1. Preheat oven to 35o degrees. In a Dutch oven, melt the butter over medium heat. Add onion, mustard salt and pepper, cook until onion is tender, 6-8 minutes. Add garlic, cook until fragrant, about 30 seconds. Whisk in flour, continue whisking 3-5 minutes.

2. Whisk in milk, bring to a boil. Reduce heat, simmer, uncovered, until sauce is thickened slightly, 8-10 minutes. Slowly stir in 2 cups cheddar cheese; stir in Monterey Jack cheese. Add potatoes and toss to coat. Simmer 10 minutes, stirring frequently to avoid scorching.

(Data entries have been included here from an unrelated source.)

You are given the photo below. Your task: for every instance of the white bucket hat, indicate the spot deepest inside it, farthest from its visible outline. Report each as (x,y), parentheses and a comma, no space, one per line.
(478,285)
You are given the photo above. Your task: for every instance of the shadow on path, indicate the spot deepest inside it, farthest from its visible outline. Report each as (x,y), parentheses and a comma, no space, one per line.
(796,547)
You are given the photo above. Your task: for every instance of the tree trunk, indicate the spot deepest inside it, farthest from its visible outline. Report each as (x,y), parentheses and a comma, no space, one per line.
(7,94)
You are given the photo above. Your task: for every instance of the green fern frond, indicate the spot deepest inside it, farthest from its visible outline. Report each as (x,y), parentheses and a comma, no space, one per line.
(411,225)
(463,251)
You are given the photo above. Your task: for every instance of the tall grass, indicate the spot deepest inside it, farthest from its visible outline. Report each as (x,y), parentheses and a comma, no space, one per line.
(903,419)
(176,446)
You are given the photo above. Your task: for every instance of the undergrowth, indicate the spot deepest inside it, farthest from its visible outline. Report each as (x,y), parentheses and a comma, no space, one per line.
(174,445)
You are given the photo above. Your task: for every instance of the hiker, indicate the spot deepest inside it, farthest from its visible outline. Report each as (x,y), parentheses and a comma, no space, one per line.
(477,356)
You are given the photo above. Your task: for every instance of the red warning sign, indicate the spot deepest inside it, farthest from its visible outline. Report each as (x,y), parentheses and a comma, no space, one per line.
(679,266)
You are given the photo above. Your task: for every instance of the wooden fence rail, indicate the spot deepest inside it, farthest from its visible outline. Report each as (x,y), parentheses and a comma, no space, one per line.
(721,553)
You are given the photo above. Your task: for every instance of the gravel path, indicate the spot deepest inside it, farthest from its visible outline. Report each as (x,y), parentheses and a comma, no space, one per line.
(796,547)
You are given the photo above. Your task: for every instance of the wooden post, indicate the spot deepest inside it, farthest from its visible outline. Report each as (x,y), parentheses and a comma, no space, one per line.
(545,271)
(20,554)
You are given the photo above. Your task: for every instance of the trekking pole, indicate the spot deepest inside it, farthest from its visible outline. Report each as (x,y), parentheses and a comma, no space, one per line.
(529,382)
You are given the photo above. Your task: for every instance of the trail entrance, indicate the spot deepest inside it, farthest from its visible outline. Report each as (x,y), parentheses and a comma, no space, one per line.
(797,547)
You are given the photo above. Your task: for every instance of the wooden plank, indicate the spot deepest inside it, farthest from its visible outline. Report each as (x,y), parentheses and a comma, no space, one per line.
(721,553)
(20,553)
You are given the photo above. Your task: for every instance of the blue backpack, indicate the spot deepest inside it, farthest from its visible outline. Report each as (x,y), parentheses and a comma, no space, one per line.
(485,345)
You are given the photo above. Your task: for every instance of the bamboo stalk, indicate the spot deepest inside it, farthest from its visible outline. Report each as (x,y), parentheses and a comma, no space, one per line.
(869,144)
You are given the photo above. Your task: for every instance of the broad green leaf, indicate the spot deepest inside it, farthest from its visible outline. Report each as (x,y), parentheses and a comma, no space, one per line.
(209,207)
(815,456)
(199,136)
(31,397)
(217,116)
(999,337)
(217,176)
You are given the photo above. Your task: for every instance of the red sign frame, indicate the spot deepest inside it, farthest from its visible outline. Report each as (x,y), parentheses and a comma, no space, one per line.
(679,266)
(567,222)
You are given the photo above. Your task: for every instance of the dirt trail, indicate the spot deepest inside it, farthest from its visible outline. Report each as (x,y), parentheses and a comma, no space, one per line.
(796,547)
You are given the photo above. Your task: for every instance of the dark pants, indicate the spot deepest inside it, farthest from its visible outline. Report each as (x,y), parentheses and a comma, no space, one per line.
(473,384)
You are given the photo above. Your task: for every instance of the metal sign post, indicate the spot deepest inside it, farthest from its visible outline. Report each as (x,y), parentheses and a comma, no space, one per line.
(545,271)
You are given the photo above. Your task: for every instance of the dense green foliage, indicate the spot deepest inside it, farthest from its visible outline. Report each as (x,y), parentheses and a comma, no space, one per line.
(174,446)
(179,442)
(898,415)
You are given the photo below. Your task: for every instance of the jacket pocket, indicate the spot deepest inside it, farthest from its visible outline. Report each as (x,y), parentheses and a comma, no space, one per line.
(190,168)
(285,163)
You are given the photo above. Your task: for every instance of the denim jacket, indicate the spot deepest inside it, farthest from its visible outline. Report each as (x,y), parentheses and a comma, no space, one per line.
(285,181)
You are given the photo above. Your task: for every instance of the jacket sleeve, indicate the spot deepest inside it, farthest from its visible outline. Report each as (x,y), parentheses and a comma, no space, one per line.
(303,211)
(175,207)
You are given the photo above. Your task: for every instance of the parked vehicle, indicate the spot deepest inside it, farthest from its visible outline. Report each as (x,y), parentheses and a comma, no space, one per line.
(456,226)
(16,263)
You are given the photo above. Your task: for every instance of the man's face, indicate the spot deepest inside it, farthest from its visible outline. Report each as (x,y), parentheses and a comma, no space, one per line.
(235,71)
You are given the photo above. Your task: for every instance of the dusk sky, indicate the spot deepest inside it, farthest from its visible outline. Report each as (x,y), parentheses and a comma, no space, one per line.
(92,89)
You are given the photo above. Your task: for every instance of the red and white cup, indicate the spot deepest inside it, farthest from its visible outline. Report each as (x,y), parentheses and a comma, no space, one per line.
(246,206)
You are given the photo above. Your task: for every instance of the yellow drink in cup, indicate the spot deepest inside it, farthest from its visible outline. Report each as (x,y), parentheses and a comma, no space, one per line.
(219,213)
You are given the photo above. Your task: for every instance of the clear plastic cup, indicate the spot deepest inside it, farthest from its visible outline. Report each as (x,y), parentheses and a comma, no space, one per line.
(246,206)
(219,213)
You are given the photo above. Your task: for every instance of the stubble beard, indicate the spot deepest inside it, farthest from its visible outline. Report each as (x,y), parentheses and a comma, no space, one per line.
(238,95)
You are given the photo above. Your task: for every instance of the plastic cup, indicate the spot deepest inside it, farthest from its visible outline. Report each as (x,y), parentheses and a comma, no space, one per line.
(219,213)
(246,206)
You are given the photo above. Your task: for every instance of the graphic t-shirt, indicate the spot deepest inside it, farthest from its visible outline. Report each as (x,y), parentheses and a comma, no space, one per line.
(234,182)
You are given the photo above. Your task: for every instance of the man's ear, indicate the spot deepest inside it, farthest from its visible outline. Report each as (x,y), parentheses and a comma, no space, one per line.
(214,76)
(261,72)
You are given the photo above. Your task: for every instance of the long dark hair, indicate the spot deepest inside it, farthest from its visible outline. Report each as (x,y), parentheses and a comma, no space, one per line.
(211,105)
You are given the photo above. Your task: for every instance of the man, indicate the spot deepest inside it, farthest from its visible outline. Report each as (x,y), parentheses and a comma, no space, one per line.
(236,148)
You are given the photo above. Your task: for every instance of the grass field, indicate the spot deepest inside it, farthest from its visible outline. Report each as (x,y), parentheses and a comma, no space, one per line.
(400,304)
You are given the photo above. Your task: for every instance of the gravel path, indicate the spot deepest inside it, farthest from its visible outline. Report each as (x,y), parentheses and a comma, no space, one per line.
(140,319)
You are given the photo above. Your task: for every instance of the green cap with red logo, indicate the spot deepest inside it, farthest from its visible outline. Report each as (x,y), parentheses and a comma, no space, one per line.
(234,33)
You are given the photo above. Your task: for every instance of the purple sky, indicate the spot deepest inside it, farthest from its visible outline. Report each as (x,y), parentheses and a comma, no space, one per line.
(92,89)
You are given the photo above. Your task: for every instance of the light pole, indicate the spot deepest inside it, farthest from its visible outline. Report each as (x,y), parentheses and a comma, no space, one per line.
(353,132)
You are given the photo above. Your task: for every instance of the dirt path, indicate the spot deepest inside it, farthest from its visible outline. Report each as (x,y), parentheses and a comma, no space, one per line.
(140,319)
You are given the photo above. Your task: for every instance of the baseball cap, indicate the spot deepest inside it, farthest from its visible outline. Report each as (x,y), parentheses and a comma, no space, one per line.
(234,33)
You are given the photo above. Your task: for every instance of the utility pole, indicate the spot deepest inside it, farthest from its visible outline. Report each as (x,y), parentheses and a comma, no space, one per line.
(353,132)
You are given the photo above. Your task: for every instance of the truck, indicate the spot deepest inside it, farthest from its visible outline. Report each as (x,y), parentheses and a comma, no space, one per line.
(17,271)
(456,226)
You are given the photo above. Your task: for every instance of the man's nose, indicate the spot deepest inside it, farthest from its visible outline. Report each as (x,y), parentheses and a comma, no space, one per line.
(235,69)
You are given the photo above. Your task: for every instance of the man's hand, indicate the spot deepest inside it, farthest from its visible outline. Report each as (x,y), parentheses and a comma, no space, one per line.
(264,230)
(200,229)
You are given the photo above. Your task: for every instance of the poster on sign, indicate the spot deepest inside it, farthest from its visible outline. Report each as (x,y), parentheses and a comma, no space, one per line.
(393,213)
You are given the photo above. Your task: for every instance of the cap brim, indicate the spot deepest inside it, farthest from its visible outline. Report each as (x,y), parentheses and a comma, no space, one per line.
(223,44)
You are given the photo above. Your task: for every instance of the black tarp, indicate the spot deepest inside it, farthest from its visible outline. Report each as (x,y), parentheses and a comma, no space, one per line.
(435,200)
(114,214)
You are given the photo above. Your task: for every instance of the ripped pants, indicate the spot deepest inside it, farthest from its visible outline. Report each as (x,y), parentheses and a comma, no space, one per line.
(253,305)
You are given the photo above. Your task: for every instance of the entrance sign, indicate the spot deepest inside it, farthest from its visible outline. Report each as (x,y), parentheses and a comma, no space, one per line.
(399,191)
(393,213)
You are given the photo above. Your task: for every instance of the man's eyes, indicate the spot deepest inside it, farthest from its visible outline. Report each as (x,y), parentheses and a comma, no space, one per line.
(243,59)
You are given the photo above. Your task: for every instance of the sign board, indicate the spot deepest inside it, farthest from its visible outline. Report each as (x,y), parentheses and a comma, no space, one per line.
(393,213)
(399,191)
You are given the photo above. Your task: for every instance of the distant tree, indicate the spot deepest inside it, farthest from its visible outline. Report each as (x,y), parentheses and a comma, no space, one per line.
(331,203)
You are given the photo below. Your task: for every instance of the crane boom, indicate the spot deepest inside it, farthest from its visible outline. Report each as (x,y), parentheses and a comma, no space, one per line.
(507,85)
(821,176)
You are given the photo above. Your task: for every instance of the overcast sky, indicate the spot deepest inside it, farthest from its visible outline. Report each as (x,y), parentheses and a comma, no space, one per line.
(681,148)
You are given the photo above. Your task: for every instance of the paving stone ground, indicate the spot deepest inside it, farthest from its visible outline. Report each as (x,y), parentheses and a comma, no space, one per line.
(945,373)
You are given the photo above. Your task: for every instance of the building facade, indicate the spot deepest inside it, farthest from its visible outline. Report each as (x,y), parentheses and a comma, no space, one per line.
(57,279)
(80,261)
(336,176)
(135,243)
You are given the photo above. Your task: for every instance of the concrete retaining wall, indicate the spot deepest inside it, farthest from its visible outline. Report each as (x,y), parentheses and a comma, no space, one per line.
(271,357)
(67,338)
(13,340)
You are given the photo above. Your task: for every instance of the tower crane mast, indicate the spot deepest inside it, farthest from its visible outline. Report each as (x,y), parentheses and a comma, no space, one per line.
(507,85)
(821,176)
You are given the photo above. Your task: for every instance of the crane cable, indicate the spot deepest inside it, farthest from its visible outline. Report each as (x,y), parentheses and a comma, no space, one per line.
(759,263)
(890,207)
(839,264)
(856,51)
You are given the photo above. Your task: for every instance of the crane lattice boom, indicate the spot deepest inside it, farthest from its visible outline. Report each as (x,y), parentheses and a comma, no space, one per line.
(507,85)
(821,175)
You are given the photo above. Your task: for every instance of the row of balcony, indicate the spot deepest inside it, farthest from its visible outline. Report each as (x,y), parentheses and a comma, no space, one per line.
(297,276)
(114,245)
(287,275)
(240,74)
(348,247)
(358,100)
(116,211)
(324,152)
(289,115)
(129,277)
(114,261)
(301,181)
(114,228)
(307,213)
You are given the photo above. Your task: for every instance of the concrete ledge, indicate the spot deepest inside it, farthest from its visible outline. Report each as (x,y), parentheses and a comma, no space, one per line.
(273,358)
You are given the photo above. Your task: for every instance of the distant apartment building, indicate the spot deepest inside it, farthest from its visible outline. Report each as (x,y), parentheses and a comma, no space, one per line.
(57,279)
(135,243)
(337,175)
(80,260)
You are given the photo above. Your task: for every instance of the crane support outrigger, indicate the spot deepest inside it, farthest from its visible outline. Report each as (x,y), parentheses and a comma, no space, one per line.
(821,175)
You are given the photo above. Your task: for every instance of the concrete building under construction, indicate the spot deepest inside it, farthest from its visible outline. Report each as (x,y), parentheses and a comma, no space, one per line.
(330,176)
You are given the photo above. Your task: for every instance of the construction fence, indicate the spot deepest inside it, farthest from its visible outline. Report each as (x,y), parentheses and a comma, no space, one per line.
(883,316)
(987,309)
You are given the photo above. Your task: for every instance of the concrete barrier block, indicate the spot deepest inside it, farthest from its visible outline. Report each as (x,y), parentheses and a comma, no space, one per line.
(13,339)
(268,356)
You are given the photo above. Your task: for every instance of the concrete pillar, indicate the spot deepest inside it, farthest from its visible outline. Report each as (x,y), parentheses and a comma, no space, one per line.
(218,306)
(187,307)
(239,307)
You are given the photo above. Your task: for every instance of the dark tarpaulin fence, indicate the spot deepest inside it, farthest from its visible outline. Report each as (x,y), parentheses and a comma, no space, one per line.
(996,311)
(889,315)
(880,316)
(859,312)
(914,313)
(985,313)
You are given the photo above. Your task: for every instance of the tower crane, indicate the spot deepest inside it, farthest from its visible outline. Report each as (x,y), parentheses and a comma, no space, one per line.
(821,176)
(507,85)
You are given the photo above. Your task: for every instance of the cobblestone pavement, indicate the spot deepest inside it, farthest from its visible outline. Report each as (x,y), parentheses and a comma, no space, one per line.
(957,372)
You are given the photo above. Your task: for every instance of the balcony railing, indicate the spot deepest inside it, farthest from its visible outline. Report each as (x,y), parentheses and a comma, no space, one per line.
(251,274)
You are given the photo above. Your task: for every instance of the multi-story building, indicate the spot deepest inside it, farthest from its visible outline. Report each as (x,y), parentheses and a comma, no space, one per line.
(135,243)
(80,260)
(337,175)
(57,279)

3. Transfer potato mixture to a greased 9X13 inch baking dish. Top with remaining cheddar cheese. Bake, uncovered, for 1 hour. Top with bread crumbs, return to oven until potatoes are tender, 10-15 minutes. Let stand 15 minutes before serving, if desired serve with minced chives.